I listened carefully. I could hear it eating. The sound was of someone very small munching celery continuously. I watched, transfixed, as over the course of an hour the snail meticulously ate an entire purple petal for supper.When my daughter was in grade nine, her science class was given an interesting project: Go out and collect live snails, samples of the soil and vegetation around where they were found, and bring it all back to make terrariums in 2 litre pop bottles. Kennedy was able to find two snails – which she named Machete and Satans Dissipple (after some misspelled graffiti she spotted on her snail hunt) – and, like the rest of her class, she made her mini-ecosystem and watched to see which setups allowed the snails to thrive, and which led to dead snails. I must admit that I was blasé about the fate of the snails – after all, in the name of science, Kennedy would dissect a fetal pig the next year – but after reading The Sound of a Wild Snail Eating, dangit, I don't think I can be indifferent to the fate of snails anymore.
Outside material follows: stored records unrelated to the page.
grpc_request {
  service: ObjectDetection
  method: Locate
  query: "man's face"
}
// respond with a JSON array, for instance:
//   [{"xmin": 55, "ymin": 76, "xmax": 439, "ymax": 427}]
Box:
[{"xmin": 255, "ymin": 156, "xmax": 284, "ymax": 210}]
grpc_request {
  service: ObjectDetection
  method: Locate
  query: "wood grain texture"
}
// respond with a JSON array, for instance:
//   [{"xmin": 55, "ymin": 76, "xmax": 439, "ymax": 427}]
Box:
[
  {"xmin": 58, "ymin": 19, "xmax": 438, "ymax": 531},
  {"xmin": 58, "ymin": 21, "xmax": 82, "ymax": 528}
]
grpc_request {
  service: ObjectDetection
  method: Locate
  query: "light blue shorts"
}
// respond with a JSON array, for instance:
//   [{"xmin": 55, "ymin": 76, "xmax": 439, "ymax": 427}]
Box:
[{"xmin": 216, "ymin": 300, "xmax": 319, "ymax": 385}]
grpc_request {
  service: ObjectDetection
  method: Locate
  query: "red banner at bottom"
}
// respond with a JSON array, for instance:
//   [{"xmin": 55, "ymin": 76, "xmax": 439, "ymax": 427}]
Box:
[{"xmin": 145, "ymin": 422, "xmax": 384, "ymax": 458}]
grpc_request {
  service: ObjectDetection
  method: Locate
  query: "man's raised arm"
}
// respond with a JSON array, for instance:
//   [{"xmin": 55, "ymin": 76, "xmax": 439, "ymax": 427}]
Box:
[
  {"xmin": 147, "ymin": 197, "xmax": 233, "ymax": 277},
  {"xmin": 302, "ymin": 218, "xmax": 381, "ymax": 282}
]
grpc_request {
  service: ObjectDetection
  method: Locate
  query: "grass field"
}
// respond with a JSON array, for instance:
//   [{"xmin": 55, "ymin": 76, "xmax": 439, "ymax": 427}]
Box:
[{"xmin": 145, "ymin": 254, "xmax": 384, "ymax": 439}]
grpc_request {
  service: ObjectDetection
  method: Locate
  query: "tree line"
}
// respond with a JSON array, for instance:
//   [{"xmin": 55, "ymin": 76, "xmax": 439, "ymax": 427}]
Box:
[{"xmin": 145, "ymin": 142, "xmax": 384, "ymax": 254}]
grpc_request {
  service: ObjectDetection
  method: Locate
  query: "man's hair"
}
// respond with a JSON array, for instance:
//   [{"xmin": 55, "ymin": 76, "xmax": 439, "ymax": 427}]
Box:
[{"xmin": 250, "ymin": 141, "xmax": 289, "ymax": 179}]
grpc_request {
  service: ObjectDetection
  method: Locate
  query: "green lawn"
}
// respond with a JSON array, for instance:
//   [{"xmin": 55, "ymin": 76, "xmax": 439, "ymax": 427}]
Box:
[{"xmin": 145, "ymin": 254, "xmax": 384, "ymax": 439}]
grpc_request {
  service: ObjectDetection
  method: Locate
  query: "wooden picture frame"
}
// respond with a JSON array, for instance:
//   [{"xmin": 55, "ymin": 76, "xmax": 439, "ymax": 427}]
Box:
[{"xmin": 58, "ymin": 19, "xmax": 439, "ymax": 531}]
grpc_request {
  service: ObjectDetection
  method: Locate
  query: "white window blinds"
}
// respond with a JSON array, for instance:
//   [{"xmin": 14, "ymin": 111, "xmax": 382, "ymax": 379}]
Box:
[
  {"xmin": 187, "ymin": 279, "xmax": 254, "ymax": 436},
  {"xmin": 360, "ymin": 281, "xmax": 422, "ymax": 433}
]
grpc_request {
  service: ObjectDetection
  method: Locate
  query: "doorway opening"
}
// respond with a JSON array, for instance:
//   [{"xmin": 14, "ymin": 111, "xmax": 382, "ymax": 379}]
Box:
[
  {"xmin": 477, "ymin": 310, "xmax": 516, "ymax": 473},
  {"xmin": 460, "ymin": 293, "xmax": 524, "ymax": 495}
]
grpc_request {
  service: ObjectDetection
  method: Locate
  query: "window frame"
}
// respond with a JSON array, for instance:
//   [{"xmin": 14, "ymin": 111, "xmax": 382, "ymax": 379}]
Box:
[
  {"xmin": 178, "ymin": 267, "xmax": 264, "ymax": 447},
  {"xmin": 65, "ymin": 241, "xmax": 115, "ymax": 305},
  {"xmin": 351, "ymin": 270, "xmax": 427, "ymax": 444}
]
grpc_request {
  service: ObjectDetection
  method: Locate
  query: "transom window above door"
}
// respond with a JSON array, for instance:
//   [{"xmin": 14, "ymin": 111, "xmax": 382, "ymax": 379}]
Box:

In this book, author Elizabeth Tova Bailey recounts a year in which she was bedbound by a mysterious illness. With barely the energy to turn herself over, Bailey was utterly unable to care for herself, and was obliged to relocate from her beloved old farmhouse to a room with stark white walls and a window too high to see out of. Understimulated, but unable to even visit with friends without becoming exhausted, Bailey was intrigued when one such visitor brought her an inspired gift: a pot of wild violets with a single snail tucked under a leaf. Watching the snail go about its business was soothing for Bailey, who now found her long sickbed hours more sufferable.
Time unused and only endured still vanishes, as if time itself is starving, and each day is swallowed whole, leaving no crumbs, no memory, no trace at all.Before long, Bailey had educated herself on the needs of her snail and a proper terrarium and diet were provided for it. This book is filled with Bailey's observations of the snail (she was even fortunate enough to discover it had laid eggs which then hatched into 100+ tiny snails à la Charlotte's Web), her experience with illness, and observations on how making this connection to a member of the natural world had allowed Bailey to feel reconnected to the world at large. As the book was written long after the year she was bedridden, Bailey was able to add in the many facts and anecdotes from science and literature that she eventually discovered, and her fascination with the tiny mollusks is certainly contagious. (These hermaphrodites shoot love darts at each other as part of their mating ritual?)
struck by a
raindrop, snail
closes up
– Yosa Buson (1716-1783)
Bailey's illness has lasted, to varying degrees of debilitation, for decades – what started as a viral infection and flu-like symptoms eventually led to chronic fatigue syndrome, a condition I don't really know anything about, but which Bailey defines as “a post-infectious condition that involves permanently reduced blood volume, autonomic disorders, and genes that have been deactivated”, and perhaps linked to tick-borne encephalitis (like West Nile or Lyme Disease) – and it's truly frightening to think that this could happen to any of us, at any time. But despite the medical mystery and the sensitively recorded snail observations, The Sound of a Wild Snail Eating isn't a very deep book, and at 170 small pages, it just feels slight (it doesn't compare favourably to, say, The Soul of an Octopus for instance). I enjoyed what I read, but was left wanting more.
In the end, Bailey released her snail, and its offspring, back into the wild, and although she does give instructions on how to make your own terrarium, she would prefer you observe snails in their native habitat. And I'm happy to report that both Machete and Satans Dissipple survived their days in captivity and were also set free once more.
At the moment, we humans are lucky to coinhabit the earth with mollusks, even if we are a recent presence in their much longer history. I hope the terrestrial snails, secreted away in their burrows by day across the earth's vast landscapes, will continue their mysterious lives, gliding slowly and gracefully through the night, millions of years into the future.